Die Verbindung zwischen Salgado und seiner Heimat Brasilien ist tief verwurzelt. Er erinnert sich an seine Kindheit und die Musik, die ihn prägte. „Durch das Radio habe ich Brasilien kennengelernt. Die Jangadas, die Strände, Abenteuer, die Musik von Paraguay. All das war in meinem Kopf“, sagte er. Diese Erinnerungen und Erfahrungen fließen in seine Kunst ein und verleihen seinen Bildern eine zusätzliche Dimension.
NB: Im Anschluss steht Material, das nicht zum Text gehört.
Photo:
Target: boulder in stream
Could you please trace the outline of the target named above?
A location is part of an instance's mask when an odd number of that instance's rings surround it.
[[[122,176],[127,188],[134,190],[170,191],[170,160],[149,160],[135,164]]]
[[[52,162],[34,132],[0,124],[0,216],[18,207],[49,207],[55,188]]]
Insgesamt zeigt das Gespräch mit Sebastião Salgado, dass seine Arbeit weit über die Fotografie hinausgeht. Sie ist ein Ausdruck seiner Überzeugungen, seiner Hoffnung und seines Engagements für die Umwelt und die Menschen, die er fotografiert. Seine Bilder sind nicht nur Dokumentationen, sondern auch Aufrufe zum Handeln und zum Schutz der Schönheit und Vielfalt unseres Planeten.

Die Diskussion über die Rolle der Kunst in der heutigen Welt, die Herausforderungen durch Technologie und die Verantwortung, die Fotografen gegenüber ihren Motiven haben, bleibt relevant und wird von Persönlichkeiten wie Salgado weiterhin angestoßen.